In Ohio, a 53-year-old man condemned for a 1983 killing wants his execution delayed due to his adiposity (fatness), according to a story in today's Wall Street Journal (9/19/12). The dude weighs 480 pounds, which he believes will compromise the state's lethal injection process. He fatally shot a hotel clerk 30 years ago.
His lawyers claim his body fat will in some manner compromise access to his veins. Complicating matters further, he is so heavy the execution gurney might not hold him. How about getting him through the execution room door?
This entire drama raises two questions: 1) Whether or not overfeeding and solitary confinement that results in morbid obesity is cruel and unusual punishment? 2) Whether parents of obese children should be arrested for child abuse?
Another case reported in this same issue involves the sickness-care establishment. A 57-year-old man can't find a Magnetic Resonance Imaging (MRI) machine necessary to diagnose his condition because manufacturers don't make them sufficiently large to accommodate his 630 pounds.
With more than one-fourth of the U.S. population now considered obese, this is both a problem and an opportunity. The problem is what does a person do when he or she can't fit on a medical table or gurney? The opportunity is that with gross levels of increasingly fat adults, this could be a new market segment for manufacturers of everything from elevators to stretchers, ladders, beds, chairs and automobile shock absorbers. Bernd Montag, CEO of Siemens Imaging Division says, "The U.S. is the biggest market for us, so every product we build has the obese American patient in mind."
According to the Centers for Disease Control, 28% of all Americans are now obese, up from 20% just 15 years ago.
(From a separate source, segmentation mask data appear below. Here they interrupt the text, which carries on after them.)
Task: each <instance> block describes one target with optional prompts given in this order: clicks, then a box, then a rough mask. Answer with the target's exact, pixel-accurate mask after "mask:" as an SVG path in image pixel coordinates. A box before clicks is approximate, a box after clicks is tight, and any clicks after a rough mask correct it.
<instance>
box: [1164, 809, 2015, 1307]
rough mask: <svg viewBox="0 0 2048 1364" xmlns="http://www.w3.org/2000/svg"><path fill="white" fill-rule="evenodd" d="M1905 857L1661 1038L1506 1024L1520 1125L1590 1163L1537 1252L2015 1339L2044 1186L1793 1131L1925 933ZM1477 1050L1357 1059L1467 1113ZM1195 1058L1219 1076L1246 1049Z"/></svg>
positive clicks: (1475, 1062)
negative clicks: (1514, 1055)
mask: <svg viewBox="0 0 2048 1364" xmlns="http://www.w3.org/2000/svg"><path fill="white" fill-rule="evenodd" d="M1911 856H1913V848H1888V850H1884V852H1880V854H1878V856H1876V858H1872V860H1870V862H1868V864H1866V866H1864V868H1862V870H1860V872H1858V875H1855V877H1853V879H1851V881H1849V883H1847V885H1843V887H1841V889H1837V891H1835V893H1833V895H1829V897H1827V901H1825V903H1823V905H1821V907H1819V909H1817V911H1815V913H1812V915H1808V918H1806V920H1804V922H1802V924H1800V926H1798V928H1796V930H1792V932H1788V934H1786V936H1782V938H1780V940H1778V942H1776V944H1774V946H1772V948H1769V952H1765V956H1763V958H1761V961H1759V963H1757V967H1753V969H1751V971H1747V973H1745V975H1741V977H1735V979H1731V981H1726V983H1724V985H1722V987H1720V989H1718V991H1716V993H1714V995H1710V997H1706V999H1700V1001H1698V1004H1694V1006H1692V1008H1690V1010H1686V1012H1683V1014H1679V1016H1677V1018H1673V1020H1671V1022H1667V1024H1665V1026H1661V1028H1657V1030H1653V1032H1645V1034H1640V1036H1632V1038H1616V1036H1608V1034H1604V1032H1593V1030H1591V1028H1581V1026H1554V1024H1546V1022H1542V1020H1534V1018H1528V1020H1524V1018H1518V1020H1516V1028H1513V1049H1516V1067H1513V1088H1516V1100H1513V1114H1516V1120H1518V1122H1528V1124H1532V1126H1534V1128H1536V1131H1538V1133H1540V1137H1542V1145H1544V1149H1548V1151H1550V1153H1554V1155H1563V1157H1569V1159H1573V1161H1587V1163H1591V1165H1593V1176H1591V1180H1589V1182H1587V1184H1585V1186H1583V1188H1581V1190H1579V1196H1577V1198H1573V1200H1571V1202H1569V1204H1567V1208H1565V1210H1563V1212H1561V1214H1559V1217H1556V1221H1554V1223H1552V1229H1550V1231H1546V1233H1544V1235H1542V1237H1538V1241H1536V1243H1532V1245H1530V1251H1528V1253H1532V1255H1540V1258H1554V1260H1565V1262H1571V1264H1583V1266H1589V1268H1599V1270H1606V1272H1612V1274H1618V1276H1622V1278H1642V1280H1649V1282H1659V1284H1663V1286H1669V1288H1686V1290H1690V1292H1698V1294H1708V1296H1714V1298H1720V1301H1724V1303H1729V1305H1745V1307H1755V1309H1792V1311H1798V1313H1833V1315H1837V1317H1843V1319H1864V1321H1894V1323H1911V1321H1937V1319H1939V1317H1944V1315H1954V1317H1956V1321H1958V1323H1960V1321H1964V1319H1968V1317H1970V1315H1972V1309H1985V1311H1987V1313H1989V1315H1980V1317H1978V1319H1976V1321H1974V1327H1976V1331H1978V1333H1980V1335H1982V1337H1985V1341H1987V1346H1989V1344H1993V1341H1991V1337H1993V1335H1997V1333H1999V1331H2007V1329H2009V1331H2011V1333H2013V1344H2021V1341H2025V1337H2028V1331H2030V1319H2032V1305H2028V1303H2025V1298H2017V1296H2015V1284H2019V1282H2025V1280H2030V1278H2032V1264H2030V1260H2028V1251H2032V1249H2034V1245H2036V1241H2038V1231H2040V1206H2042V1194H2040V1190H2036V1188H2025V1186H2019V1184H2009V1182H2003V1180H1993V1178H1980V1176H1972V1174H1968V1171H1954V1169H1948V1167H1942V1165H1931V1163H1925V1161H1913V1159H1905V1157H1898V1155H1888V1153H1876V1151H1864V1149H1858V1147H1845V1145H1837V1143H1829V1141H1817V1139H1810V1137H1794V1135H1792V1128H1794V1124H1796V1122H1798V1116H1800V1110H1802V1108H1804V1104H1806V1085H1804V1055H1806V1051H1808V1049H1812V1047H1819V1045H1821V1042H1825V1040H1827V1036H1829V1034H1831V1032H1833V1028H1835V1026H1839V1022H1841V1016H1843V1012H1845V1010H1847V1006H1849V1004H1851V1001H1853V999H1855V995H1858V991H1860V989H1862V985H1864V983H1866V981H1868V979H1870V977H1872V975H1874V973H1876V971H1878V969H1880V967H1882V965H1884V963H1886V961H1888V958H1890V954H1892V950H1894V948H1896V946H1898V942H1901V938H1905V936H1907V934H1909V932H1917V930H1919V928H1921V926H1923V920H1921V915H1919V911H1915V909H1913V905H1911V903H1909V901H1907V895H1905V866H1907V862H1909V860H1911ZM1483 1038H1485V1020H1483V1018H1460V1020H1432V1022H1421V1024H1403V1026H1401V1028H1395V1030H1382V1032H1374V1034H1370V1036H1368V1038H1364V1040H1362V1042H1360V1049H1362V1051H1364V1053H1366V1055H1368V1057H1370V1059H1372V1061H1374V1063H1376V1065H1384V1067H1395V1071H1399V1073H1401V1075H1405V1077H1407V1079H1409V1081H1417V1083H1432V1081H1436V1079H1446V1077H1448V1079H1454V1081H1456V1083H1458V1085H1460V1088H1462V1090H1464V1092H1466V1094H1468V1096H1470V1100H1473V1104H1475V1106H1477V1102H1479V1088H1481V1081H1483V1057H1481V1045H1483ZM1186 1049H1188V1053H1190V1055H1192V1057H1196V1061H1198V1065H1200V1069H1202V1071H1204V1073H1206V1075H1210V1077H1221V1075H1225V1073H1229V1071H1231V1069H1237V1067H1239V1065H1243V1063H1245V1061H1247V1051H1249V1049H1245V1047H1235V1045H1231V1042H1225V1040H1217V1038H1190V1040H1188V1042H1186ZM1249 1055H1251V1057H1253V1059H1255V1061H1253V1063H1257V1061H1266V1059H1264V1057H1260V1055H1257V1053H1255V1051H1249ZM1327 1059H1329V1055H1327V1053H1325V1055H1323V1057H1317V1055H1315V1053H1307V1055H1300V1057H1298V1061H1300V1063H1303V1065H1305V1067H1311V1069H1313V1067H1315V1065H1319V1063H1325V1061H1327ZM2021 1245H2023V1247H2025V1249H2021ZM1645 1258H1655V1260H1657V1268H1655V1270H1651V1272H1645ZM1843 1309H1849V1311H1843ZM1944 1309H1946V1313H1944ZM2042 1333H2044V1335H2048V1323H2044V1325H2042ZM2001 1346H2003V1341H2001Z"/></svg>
Apparently building larger equipment to accommodate fatter patients is only part of the problem. Obese individuals also require more radiation to penetrate their body fat, therefore bringing on new health risks.
Hmm, is this really a "new health risk"? Or is it the highly predictable consequence of a culture dedicated to sickness-care with less regard for real health promotion and disease prevention?